Hay días que pierdo la fe ‑últimamente muy a menudo‑. Que la utilidad invade a la estética, y me pregunto «esto para qué sirve». Soy hijo de la pragmática y la lucha contra el todo tiene que servir para algo. Se libran guerras en mi interior que devastan mi esperanza. Días en que la poesía es sólo un puñado de palabras escritas en un folio; en que las palabras se me antojan extrañas y desabridas. Realmente, ¿sirve esto de algo?

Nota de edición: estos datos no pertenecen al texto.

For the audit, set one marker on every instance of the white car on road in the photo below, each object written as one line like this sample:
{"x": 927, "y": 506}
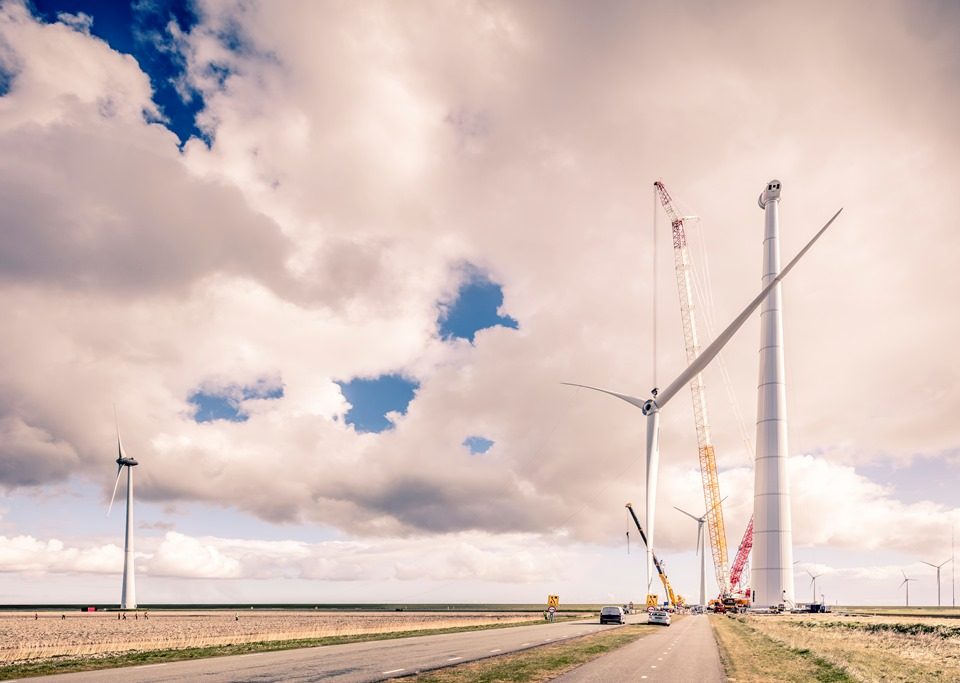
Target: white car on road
{"x": 658, "y": 616}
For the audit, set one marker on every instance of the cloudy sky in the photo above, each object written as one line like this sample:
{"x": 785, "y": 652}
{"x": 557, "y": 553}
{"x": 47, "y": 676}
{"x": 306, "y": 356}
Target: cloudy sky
{"x": 331, "y": 262}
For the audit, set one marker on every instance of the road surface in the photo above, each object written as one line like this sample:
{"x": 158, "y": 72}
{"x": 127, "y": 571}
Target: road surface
{"x": 351, "y": 663}
{"x": 683, "y": 652}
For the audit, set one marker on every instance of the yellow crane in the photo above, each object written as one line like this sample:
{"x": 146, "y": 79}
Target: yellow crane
{"x": 708, "y": 461}
{"x": 675, "y": 600}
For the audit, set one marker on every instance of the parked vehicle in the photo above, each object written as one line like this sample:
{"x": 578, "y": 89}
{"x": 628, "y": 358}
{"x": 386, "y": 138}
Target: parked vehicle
{"x": 612, "y": 615}
{"x": 659, "y": 617}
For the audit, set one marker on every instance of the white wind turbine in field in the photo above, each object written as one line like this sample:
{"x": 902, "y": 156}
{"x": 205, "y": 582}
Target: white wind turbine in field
{"x": 128, "y": 594}
{"x": 937, "y": 567}
{"x": 906, "y": 582}
{"x": 651, "y": 407}
{"x": 700, "y": 539}
{"x": 813, "y": 582}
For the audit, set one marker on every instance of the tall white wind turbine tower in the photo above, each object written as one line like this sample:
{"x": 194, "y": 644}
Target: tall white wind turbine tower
{"x": 937, "y": 567}
{"x": 658, "y": 399}
{"x": 772, "y": 571}
{"x": 700, "y": 549}
{"x": 128, "y": 594}
{"x": 906, "y": 582}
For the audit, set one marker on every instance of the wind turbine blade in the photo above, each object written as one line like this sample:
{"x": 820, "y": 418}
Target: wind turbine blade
{"x": 632, "y": 400}
{"x": 704, "y": 359}
{"x": 695, "y": 519}
{"x": 715, "y": 506}
{"x": 115, "y": 485}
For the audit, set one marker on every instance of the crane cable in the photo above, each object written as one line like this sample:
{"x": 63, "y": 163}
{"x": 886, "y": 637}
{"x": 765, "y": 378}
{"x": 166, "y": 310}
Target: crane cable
{"x": 700, "y": 267}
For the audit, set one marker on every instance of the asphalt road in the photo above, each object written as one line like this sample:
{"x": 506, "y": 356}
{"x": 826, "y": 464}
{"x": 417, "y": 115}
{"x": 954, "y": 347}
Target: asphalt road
{"x": 680, "y": 653}
{"x": 352, "y": 663}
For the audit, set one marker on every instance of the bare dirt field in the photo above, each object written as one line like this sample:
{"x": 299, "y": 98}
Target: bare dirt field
{"x": 71, "y": 634}
{"x": 887, "y": 648}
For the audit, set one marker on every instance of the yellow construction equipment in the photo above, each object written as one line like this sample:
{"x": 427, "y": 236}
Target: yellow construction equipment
{"x": 676, "y": 601}
{"x": 708, "y": 461}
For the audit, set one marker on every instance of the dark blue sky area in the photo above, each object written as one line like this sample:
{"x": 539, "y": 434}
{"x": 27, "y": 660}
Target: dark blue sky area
{"x": 372, "y": 399}
{"x": 140, "y": 29}
{"x": 475, "y": 309}
{"x": 226, "y": 403}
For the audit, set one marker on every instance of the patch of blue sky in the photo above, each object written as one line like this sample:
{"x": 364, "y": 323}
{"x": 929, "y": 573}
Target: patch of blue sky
{"x": 141, "y": 28}
{"x": 478, "y": 445}
{"x": 226, "y": 403}
{"x": 6, "y": 80}
{"x": 477, "y": 307}
{"x": 78, "y": 510}
{"x": 372, "y": 399}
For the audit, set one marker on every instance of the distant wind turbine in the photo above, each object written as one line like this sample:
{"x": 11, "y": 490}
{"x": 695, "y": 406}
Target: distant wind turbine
{"x": 703, "y": 559}
{"x": 937, "y": 567}
{"x": 906, "y": 582}
{"x": 128, "y": 594}
{"x": 813, "y": 582}
{"x": 651, "y": 407}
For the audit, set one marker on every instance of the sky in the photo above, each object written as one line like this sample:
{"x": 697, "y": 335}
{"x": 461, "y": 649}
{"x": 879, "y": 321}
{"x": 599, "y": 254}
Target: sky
{"x": 330, "y": 263}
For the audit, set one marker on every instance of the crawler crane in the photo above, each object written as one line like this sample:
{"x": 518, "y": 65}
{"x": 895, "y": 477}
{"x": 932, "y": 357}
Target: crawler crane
{"x": 676, "y": 601}
{"x": 708, "y": 461}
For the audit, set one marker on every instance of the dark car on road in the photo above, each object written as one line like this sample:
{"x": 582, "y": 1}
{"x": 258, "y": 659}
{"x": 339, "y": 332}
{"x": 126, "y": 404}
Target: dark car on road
{"x": 612, "y": 615}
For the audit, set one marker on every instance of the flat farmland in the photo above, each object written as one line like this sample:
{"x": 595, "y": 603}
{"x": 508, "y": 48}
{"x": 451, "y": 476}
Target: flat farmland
{"x": 24, "y": 638}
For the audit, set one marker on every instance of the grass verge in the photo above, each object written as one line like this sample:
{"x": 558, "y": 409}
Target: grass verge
{"x": 538, "y": 664}
{"x": 59, "y": 665}
{"x": 749, "y": 656}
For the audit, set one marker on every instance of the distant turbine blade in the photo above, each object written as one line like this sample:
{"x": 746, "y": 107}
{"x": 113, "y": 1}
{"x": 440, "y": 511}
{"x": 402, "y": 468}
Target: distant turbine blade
{"x": 115, "y": 485}
{"x": 715, "y": 506}
{"x": 701, "y": 361}
{"x": 632, "y": 400}
{"x": 695, "y": 519}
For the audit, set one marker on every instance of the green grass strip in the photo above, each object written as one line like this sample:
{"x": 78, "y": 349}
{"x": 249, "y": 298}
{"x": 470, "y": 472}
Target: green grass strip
{"x": 69, "y": 664}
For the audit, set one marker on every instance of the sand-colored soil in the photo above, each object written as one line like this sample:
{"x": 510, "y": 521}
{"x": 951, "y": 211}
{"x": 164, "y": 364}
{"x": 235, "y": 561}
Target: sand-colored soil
{"x": 25, "y": 638}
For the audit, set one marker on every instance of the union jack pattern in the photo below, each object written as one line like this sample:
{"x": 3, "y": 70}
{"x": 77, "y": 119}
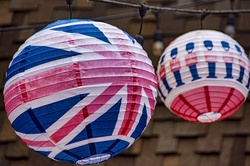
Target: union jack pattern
{"x": 80, "y": 88}
{"x": 203, "y": 76}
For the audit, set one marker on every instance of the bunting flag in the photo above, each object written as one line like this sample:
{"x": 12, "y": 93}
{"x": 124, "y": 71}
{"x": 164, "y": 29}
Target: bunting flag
{"x": 203, "y": 76}
{"x": 80, "y": 91}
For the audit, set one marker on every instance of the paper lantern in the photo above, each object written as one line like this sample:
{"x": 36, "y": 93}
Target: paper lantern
{"x": 203, "y": 76}
{"x": 80, "y": 91}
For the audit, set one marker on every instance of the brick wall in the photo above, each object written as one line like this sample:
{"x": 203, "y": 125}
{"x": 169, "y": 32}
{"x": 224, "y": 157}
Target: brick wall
{"x": 168, "y": 140}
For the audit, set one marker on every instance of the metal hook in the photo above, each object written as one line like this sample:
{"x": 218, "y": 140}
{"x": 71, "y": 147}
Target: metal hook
{"x": 142, "y": 11}
{"x": 204, "y": 14}
{"x": 69, "y": 2}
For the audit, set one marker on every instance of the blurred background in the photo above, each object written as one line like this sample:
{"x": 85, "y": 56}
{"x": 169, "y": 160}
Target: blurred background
{"x": 168, "y": 140}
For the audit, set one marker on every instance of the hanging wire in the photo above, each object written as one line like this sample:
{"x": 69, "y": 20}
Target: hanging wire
{"x": 142, "y": 11}
{"x": 69, "y": 2}
{"x": 169, "y": 9}
{"x": 203, "y": 16}
{"x": 133, "y": 14}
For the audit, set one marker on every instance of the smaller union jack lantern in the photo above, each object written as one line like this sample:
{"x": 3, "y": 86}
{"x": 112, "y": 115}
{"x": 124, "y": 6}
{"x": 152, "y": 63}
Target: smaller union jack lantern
{"x": 80, "y": 91}
{"x": 203, "y": 76}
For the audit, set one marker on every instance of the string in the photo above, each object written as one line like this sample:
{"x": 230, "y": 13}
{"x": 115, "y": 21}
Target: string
{"x": 169, "y": 9}
{"x": 69, "y": 2}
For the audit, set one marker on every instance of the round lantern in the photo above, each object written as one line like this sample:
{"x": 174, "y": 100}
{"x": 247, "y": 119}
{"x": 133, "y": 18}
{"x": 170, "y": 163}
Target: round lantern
{"x": 203, "y": 76}
{"x": 80, "y": 91}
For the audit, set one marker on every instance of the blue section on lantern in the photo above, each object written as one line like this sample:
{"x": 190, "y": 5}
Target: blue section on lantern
{"x": 32, "y": 56}
{"x": 208, "y": 44}
{"x": 238, "y": 49}
{"x": 190, "y": 47}
{"x": 44, "y": 153}
{"x": 225, "y": 45}
{"x": 177, "y": 74}
{"x": 43, "y": 117}
{"x": 192, "y": 68}
{"x": 165, "y": 82}
{"x": 161, "y": 94}
{"x": 142, "y": 124}
{"x": 229, "y": 66}
{"x": 84, "y": 29}
{"x": 241, "y": 74}
{"x": 211, "y": 65}
{"x": 103, "y": 126}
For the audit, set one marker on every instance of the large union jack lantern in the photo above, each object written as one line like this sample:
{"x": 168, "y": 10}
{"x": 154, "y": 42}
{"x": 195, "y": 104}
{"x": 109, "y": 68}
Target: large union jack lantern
{"x": 80, "y": 91}
{"x": 203, "y": 76}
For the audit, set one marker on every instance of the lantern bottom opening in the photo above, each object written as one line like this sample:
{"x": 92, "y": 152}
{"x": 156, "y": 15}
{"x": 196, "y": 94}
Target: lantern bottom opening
{"x": 209, "y": 117}
{"x": 94, "y": 159}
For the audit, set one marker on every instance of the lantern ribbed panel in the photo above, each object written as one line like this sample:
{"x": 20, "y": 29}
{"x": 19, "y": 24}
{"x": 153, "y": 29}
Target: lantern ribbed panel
{"x": 80, "y": 91}
{"x": 203, "y": 76}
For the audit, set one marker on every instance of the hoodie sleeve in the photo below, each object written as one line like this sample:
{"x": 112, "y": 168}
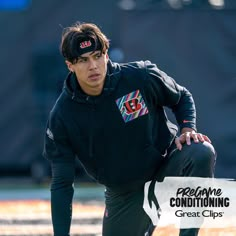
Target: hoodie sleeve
{"x": 166, "y": 92}
{"x": 57, "y": 150}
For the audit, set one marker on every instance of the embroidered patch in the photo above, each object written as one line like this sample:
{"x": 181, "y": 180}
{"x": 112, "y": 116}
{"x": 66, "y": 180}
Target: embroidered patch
{"x": 85, "y": 44}
{"x": 132, "y": 106}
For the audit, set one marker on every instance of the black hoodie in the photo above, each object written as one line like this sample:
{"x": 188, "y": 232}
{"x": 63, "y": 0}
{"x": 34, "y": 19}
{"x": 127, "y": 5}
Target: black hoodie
{"x": 120, "y": 136}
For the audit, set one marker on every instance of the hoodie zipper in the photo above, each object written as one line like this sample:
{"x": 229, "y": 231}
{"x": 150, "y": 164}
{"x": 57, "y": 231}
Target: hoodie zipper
{"x": 91, "y": 126}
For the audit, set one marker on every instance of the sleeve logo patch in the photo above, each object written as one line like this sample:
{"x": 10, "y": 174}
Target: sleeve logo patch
{"x": 50, "y": 134}
{"x": 132, "y": 106}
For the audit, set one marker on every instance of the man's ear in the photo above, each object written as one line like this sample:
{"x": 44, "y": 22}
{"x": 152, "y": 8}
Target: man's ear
{"x": 107, "y": 56}
{"x": 69, "y": 65}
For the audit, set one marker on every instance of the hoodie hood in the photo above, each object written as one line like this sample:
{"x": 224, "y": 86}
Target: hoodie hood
{"x": 73, "y": 89}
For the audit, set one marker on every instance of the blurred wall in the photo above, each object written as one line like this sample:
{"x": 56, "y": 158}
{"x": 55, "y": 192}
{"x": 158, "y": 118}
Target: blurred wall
{"x": 195, "y": 44}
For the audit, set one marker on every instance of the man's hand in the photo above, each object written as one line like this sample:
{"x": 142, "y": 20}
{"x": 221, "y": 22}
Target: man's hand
{"x": 187, "y": 136}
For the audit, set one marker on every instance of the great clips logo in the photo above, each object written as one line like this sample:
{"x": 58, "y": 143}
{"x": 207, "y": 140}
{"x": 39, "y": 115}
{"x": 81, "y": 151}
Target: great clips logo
{"x": 132, "y": 106}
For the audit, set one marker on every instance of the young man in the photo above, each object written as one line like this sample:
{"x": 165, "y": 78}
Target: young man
{"x": 111, "y": 116}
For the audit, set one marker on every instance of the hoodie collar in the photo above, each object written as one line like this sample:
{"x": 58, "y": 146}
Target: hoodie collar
{"x": 73, "y": 89}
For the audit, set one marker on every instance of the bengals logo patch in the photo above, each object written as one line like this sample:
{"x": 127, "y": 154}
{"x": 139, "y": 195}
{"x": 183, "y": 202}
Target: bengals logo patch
{"x": 132, "y": 106}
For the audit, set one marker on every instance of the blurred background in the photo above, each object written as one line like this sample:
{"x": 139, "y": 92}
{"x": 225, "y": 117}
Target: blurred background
{"x": 194, "y": 41}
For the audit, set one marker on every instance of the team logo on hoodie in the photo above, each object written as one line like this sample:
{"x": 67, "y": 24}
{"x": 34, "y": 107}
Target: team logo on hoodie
{"x": 132, "y": 106}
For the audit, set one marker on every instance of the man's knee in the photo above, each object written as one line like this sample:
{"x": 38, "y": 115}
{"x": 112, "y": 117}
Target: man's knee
{"x": 203, "y": 157}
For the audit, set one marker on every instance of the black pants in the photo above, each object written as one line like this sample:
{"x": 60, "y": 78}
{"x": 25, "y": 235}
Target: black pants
{"x": 124, "y": 214}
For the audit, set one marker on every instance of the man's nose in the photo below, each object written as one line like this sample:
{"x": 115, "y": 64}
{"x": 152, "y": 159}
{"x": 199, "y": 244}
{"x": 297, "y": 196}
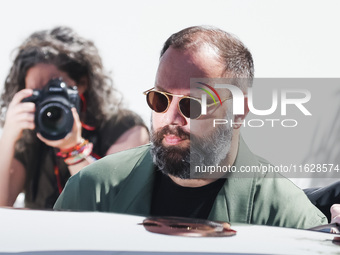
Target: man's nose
{"x": 173, "y": 116}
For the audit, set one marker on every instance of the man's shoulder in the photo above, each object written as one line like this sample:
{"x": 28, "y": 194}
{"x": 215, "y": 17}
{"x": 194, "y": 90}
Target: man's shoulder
{"x": 118, "y": 165}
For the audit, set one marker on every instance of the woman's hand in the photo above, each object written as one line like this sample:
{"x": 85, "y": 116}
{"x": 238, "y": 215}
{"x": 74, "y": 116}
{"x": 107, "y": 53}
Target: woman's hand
{"x": 19, "y": 116}
{"x": 71, "y": 139}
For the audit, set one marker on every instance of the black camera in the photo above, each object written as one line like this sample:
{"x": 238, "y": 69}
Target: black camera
{"x": 53, "y": 115}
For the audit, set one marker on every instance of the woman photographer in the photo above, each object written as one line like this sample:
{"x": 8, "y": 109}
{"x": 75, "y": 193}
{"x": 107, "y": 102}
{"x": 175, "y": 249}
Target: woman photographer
{"x": 38, "y": 166}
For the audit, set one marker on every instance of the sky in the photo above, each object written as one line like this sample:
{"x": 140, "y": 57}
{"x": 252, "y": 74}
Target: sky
{"x": 288, "y": 39}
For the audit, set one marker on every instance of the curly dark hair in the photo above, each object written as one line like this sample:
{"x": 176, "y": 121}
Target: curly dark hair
{"x": 76, "y": 56}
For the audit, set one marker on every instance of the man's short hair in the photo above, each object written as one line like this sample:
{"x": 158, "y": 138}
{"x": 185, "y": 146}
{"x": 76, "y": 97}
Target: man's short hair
{"x": 233, "y": 54}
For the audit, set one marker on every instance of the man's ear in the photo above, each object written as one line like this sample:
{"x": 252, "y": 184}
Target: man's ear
{"x": 239, "y": 119}
{"x": 82, "y": 84}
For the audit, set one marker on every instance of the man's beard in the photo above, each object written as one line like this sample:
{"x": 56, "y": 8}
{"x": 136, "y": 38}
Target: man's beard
{"x": 209, "y": 150}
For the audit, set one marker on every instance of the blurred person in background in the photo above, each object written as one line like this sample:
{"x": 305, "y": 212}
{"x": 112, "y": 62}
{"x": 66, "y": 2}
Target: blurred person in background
{"x": 40, "y": 166}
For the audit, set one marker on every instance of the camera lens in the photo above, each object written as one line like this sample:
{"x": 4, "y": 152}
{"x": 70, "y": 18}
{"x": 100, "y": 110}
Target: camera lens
{"x": 55, "y": 120}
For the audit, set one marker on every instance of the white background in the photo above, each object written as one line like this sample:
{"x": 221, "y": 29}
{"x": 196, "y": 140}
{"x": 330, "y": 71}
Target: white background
{"x": 287, "y": 38}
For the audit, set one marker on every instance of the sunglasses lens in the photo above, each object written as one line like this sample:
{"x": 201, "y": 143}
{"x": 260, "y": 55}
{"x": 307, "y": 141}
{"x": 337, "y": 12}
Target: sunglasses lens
{"x": 157, "y": 101}
{"x": 190, "y": 108}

Pero seguiré regando estas tierras yermas, hasta que consiga que arraiguen brotes verdes en la arena. Sólo tengo un sentido, y es no callarme. Porque en el momento que me callen sólo habrá nada, ya no podré utilizar las palabras para engañarme. El día que pierda la palabra no dejaré de perderme. Necesito la palabra, para así poder buscarme.
No estoy pidiendo socorro, porque nadie puede ayudarme. Porque en estos abismos sólo yo puedo sondearme.